Als dienaren van Jehovah hebben de engelen in de voorbijgegane aeonen vele voorrechten genoten. Engelen dienden Abraham, Jakob, Mozes, Jozua, Jesaja, Daniël, Zacharia, Petrus, Paulus en Johannes, om er maar enkelen te noemen (Ge 22:11; 31:11; Joz 5:14, 15; Jes 6:6, 7; Da 6:22; Za 1:9; Han 5:19, 20; 7:35; 12:7, 8; 27:23, 24; Opb 1:1). Door hun boodschappen leverden zij een bijdrage tot het schrijven van de bijbel. In de Openbaring worden engelen veel vaker genoemd dan in enig ander bijbelboek. Talloze engelen waren rondom de grote troon van Jehovah te zien; zeven bliezen op de zeven trompetten, terwijl zeven andere de zeven schalen van Gods toorn uitgoten; een engel die in het midden van de hemel vloog, had „eeuwig goed nieuws”; maar een andere verkondigde: „Babylon de Grote is gevallen.” — Opb 5:11; 7:11; 8:6; 14:6, 8; 16:1.

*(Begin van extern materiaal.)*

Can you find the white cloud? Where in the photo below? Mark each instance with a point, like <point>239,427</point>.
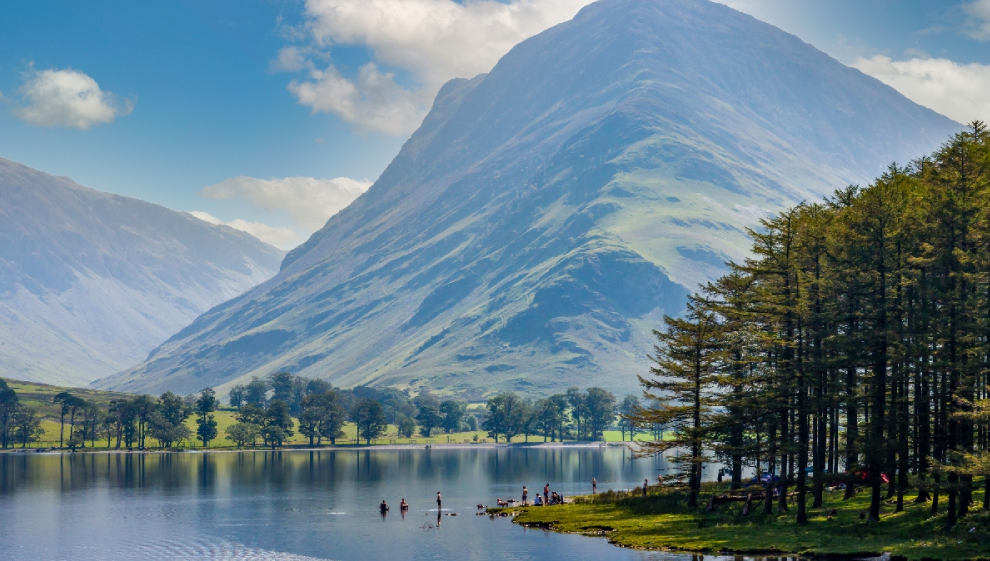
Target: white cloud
<point>432,40</point>
<point>978,12</point>
<point>67,98</point>
<point>308,201</point>
<point>291,59</point>
<point>958,91</point>
<point>374,102</point>
<point>284,238</point>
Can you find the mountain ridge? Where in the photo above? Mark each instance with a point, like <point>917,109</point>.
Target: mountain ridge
<point>90,282</point>
<point>547,214</point>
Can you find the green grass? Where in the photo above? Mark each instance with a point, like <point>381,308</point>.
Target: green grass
<point>616,436</point>
<point>39,396</point>
<point>661,521</point>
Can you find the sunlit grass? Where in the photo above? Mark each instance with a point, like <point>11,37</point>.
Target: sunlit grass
<point>662,521</point>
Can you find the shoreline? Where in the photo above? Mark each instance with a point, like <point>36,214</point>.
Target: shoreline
<point>348,447</point>
<point>660,522</point>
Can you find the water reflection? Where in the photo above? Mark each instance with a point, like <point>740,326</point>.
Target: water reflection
<point>299,505</point>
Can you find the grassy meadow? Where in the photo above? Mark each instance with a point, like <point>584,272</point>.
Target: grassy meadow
<point>40,396</point>
<point>661,521</point>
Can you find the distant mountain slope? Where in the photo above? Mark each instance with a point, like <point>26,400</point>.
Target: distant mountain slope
<point>90,282</point>
<point>536,227</point>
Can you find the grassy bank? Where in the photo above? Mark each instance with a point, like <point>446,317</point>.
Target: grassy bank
<point>40,397</point>
<point>661,521</point>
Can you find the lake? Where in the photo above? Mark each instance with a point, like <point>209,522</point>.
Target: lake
<point>289,505</point>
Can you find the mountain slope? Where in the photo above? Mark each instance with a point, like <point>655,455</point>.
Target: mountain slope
<point>90,282</point>
<point>536,227</point>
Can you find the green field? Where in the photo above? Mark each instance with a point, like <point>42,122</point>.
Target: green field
<point>661,521</point>
<point>39,396</point>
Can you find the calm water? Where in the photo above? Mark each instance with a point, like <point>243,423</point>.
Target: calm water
<point>298,505</point>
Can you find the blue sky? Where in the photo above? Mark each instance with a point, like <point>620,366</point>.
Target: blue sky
<point>271,115</point>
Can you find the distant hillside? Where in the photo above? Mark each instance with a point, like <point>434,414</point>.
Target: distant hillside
<point>536,227</point>
<point>90,282</point>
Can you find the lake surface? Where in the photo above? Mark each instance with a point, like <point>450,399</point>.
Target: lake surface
<point>300,505</point>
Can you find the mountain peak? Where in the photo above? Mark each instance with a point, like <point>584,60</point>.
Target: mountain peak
<point>547,214</point>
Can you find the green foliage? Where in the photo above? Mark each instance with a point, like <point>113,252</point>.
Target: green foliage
<point>427,413</point>
<point>851,348</point>
<point>369,416</point>
<point>406,426</point>
<point>278,423</point>
<point>451,412</point>
<point>506,416</point>
<point>662,520</point>
<point>243,433</point>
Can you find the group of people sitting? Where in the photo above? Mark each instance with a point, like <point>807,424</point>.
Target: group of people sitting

Steunen Christus en zijn volgelingen. De heilige engelen van God sloegen Jezus’ verblijf op aarde van het begin tot het einde met de grootste belangstelling gade. Zij kondigden zijn ontvangenis en zijn geboorte aan, en zij dienden hem nadat hij veertig dagen gevast had. Een engel sterkte hem toen hij de laatste nacht dat hij als mens op aarde was, in de hof van Gethsemane bad. Toen het gepeupel kwam om hem te arresteren, had hij de hulp kunnen inroepen van minstens twaalf legioenen engelen, indien hij dat gewild had. Engelen kondigden ook zijn opstanding aan en waren bij zijn hemelvaart aanwezig. — Mt 4:11; 26:53; 28:5-7; Lu 1:30, 31; 2:10, 11; 22:43; Han 1:10, 11.
Daarna bleven Gods hemelse boodschappers zijn dienstknechten op aarde bijstaan, zoals Jezus beloofd had: „Ziet erop toe dat gij niet een van deze kleinen veracht, want ik zeg u dat hun engelen in de hemel altijd het aangezicht aanschouwen van mijn Vader” (Mt 18:10). „Zijn zij niet allen geesten voor openbare dienst, uitgezonden om te dienen ten behoeve van hen die redding zullen beërven?” (Heb 1:14) Deze machtige engelen verschijnen niet meer zichtbaar ten behoeve van Jehovah’s dienstknechten op aarde, zoals bij de bevrijding van de apostelen uit de gevangenis; toch kunnen Gods dienstknechten verzekerd zijn van de voortdurende aanwezigheid van onzichtbare, beschermende legers, die even echt zijn als de legers die de profeet Elisa en zijn dienstknecht omgaven. „Hij zal zijn eigen engelen aangaande u een bevel geven, om u te behoeden op al uw wegen.” Ja, „de engel van Jehovah legert zich rondom degenen die hem vrezen, en hij verlost hen”. — Ps 91:11; 34:7; Han 5:19; 2Kon 6:15-17.
Bovendien wordt getoond dat engelen Jezus Christus vergezellen wanneer hij komt om te oordelen en „de tarwe” van „het onkruid” en „de schapen” van „de bokken” te scheiden. Bij de geboorte van Gods koninkrijk in de hemel hebben engelen zich bij Michaël aangesloten in zijn oorlog tegen de draak en de demonen. Zij zullen ook aan de zijde van de Koning der koningen strijden in de oorlog van de grote dag van God de Almachtige. — Mt 13:41; 25:31-33; Opb 12:7-10; 19:14-16.